Aged receivable reports can be printed as often as needed to identify delinquent customers and pursue them for payment. Peachtree provides the ability to manually enter the quantity of items purchased and sold, and assign unit costs to the items that are sold on a FIFO, LIFO or Average basis as selected by the user. It thereby provides a suitable perpetual inventory system for companies that sell a relatively small number of higher priced items. Financial statements can be printed monthly, with gross profit percentage and expense percentages, so that management can question apparent errors or omissions. A separate set of financial statements can show a comparison of this month this year with the same month last year, and year-to-date this year with the comparable period last year. However, this report contains neither percentages nor increase/decrease figures from the prior year. The system accommodates budgetary data and can present a comparison of actual figures with budget figures for the month and year-to-date, but this report lacks percentages and variance figures. However, as with the comparative reports mentioned above, all Peachtree reports can be easily exported to Excel, at which point formulas to calculate percentages and variance figures can be added. With respect to audit trail for the analysis and investigation of account balances, the system provides a detailed general ledger in which transactions for two fiscal years can be listed and traced to the original source documents from which they were entered. When displaying transactions for a particular general ledger account, a zoom cursor is available which enables the user to automatically pull up the journal entry that gave rise to the posting in the ledger.

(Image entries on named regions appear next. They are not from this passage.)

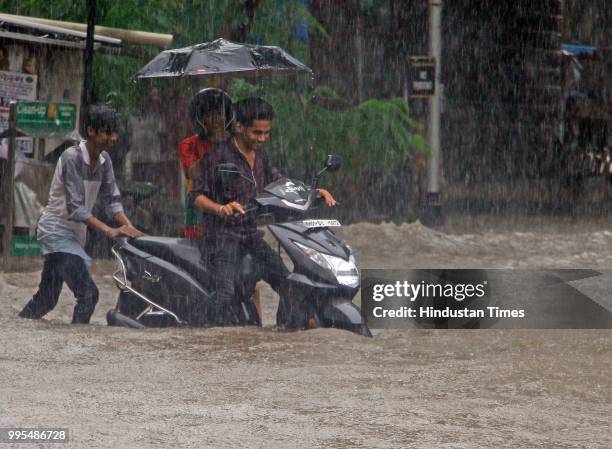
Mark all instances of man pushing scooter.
[190,98,336,325]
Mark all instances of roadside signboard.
[408,56,436,98]
[17,101,76,137]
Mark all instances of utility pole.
[2,100,17,273]
[79,0,96,137]
[421,0,443,226]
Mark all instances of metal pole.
[423,0,442,226]
[2,100,17,273]
[79,0,96,137]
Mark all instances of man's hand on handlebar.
[105,225,145,239]
[219,201,245,217]
[319,189,337,207]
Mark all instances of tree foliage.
[0,0,427,192]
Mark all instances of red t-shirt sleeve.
[179,136,201,173]
[179,136,213,173]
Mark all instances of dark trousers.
[211,237,289,324]
[19,253,99,323]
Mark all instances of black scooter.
[107,155,371,337]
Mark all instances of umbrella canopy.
[136,39,312,78]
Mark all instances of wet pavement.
[0,218,612,449]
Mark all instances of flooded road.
[0,218,612,449]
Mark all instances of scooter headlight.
[293,242,359,288]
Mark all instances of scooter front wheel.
[319,298,372,337]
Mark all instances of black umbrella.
[136,39,312,78]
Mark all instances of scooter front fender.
[319,298,372,337]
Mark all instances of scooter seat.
[130,236,207,280]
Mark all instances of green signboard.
[17,101,76,137]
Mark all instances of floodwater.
[0,218,612,449]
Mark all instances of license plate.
[302,220,342,228]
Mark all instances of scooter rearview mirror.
[325,154,342,173]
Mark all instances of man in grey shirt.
[19,105,143,323]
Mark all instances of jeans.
[19,253,99,323]
[211,237,289,324]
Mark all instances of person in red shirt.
[178,87,234,240]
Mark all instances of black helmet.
[189,87,234,136]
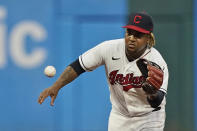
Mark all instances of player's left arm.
[137,59,168,108]
[144,64,169,108]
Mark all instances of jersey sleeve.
[79,42,106,71]
[160,64,169,93]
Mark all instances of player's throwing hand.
[38,86,59,106]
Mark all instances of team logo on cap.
[134,15,142,24]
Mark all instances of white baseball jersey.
[79,38,168,130]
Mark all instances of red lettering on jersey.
[134,15,142,24]
[109,70,145,91]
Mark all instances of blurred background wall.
[0,0,197,131]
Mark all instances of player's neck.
[126,47,147,62]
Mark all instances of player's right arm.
[38,59,85,106]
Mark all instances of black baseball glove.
[137,59,163,95]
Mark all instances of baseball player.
[38,13,169,131]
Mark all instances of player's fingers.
[51,95,56,106]
[38,90,48,104]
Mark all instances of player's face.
[125,29,148,55]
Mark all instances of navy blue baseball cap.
[123,13,153,34]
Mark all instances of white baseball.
[44,66,56,77]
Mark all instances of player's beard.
[125,44,147,60]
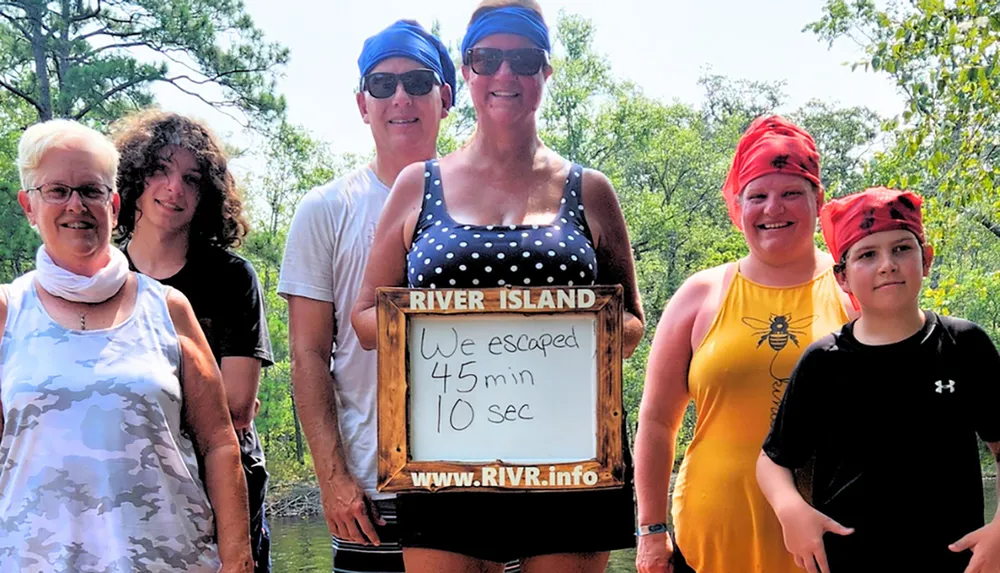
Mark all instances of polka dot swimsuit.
[406,160,597,288]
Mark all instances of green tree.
[0,92,40,284]
[241,122,359,481]
[0,0,288,121]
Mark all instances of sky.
[150,0,903,170]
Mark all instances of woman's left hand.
[948,520,1000,573]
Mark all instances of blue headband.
[358,20,458,105]
[462,6,552,55]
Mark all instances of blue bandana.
[358,20,458,105]
[462,6,552,55]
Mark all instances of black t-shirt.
[122,241,273,366]
[763,311,1000,573]
[121,244,273,464]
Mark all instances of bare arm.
[757,451,854,573]
[351,163,424,350]
[635,274,711,573]
[757,452,808,521]
[167,289,253,573]
[288,296,379,545]
[222,356,260,431]
[583,169,646,358]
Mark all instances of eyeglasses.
[361,70,441,99]
[462,48,549,76]
[25,183,111,205]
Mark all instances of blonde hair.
[469,0,548,26]
[17,119,118,189]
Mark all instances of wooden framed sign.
[376,285,625,492]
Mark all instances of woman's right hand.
[635,533,674,573]
[777,500,854,573]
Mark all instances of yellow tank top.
[671,268,847,573]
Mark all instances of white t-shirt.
[278,165,393,499]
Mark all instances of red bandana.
[820,187,924,262]
[722,115,823,230]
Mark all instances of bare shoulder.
[582,168,618,209]
[670,263,732,309]
[167,287,196,335]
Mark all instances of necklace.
[79,300,103,330]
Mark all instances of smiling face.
[837,230,934,315]
[738,173,820,265]
[17,142,119,276]
[462,34,552,124]
[357,58,451,156]
[135,145,202,233]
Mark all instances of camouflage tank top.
[0,272,220,573]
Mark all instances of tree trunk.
[292,382,306,466]
[25,2,52,121]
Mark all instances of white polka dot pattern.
[406,161,597,288]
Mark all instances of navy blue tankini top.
[397,160,635,562]
[406,162,597,288]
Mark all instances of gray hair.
[17,119,118,189]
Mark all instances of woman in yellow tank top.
[635,116,853,573]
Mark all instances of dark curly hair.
[112,109,250,249]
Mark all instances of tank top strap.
[413,159,452,238]
[559,163,594,243]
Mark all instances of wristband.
[636,523,667,537]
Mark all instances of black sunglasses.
[462,48,549,76]
[361,70,441,99]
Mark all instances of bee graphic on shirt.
[743,314,816,352]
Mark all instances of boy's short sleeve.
[960,326,1000,442]
[762,344,825,469]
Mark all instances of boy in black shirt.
[757,188,1000,573]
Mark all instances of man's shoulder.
[300,165,389,211]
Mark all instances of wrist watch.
[636,523,667,537]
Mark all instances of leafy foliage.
[0,0,288,122]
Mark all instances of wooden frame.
[376,285,625,492]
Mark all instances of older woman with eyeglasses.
[352,0,643,573]
[0,120,251,573]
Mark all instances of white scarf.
[35,245,129,303]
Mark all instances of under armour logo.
[934,380,955,394]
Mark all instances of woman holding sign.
[636,116,851,573]
[353,0,643,573]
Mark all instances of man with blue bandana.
[278,20,456,572]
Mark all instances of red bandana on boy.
[820,187,924,262]
[722,115,823,230]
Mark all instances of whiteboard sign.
[377,286,624,491]
[408,315,597,463]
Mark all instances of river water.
[271,480,997,573]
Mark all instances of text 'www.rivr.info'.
[410,466,598,487]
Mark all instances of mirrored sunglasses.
[361,70,441,99]
[462,48,549,76]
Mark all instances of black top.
[406,160,597,288]
[121,240,273,366]
[763,311,1000,573]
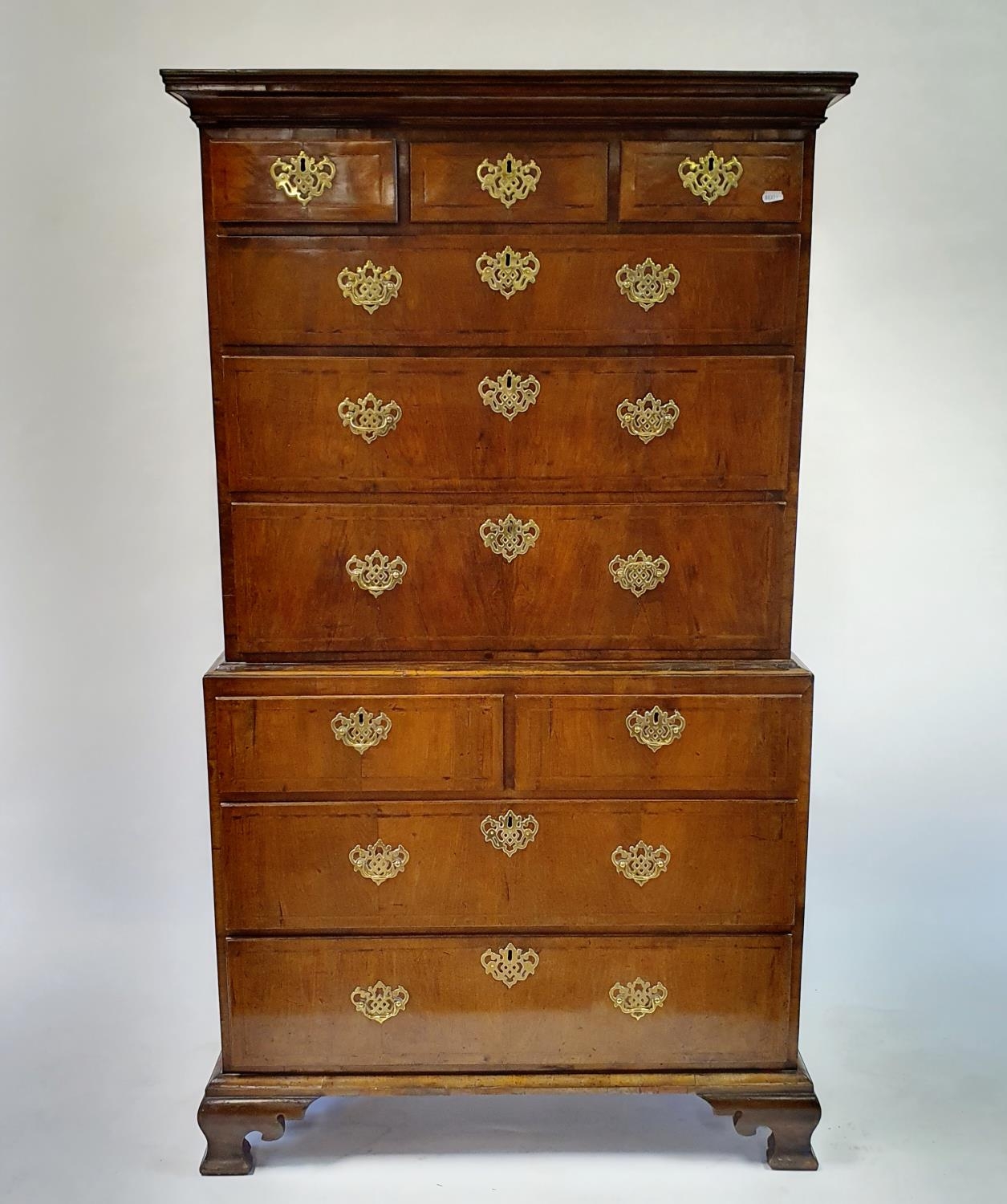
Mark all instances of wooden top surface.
[161,70,857,127]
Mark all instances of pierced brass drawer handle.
[616,255,682,312]
[612,840,672,886]
[475,152,542,209]
[479,515,542,563]
[475,246,540,301]
[350,979,409,1025]
[337,393,402,443]
[679,151,745,205]
[347,548,409,599]
[479,368,542,423]
[479,809,539,857]
[350,840,409,886]
[270,147,335,209]
[616,393,681,443]
[335,259,402,313]
[330,707,391,756]
[609,548,672,599]
[479,944,539,991]
[626,707,686,753]
[609,978,668,1020]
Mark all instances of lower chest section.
[207,666,810,1073]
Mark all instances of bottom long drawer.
[225,934,792,1073]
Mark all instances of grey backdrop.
[0,0,1007,1204]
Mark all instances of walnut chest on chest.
[164,71,855,1174]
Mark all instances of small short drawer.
[619,141,804,222]
[212,695,503,795]
[409,139,609,223]
[220,799,802,934]
[208,139,398,222]
[224,932,792,1074]
[515,694,811,797]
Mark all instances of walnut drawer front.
[409,139,609,224]
[515,694,810,799]
[213,694,503,795]
[207,139,398,223]
[217,229,800,347]
[619,142,804,222]
[227,498,788,660]
[224,352,794,494]
[220,799,800,934]
[224,932,792,1073]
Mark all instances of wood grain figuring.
[227,498,786,660]
[162,71,855,1175]
[619,140,804,223]
[410,139,609,226]
[224,932,790,1073]
[208,139,398,223]
[515,694,806,796]
[214,698,503,794]
[219,230,800,347]
[222,352,793,495]
[220,799,800,934]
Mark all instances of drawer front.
[515,694,810,799]
[224,932,792,1073]
[217,230,800,347]
[208,139,398,222]
[409,139,609,223]
[229,501,786,660]
[221,799,799,934]
[224,353,793,493]
[214,695,503,795]
[619,142,804,222]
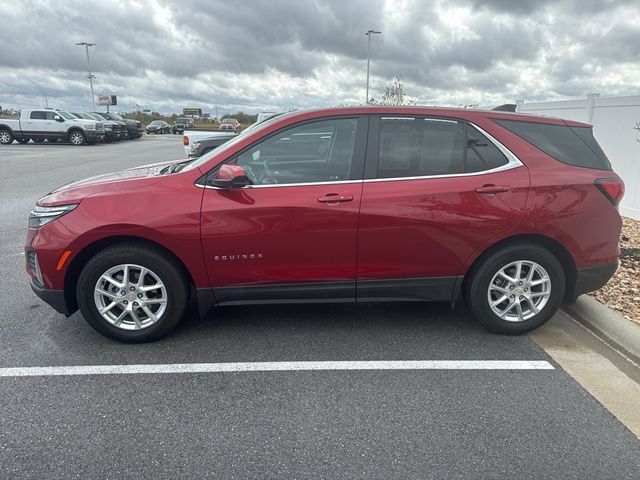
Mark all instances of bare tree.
[369,75,416,105]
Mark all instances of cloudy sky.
[0,0,640,114]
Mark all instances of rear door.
[201,116,368,303]
[358,116,529,300]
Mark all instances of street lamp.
[365,30,382,104]
[76,42,96,111]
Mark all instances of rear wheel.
[77,246,189,342]
[464,244,565,334]
[69,130,87,145]
[0,129,13,145]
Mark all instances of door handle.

Internal Control Weaknesses Common to most computer accounting systems is the ability to change or completely erase transaction entries that were recorded previously. Peachtree even permits changes to transactions that were recorded in the prior fiscal year. It is understood that systems are designed this way to accommodate the correction of errors made during the current or prior years. However, by allowing transaction entries to be changed or even erased completely, the system makes it possible to inadvertently or fraudulently eliminate audit trail and impede analysis and audit of account balances. The alternative would be to require the use of prior period adjusting entries in order to correct errors or omissions. Also, no system can prevent the omission of transactions that should have been recorded, or prevent errors in dollar amounts, account numbers, or transaction dates.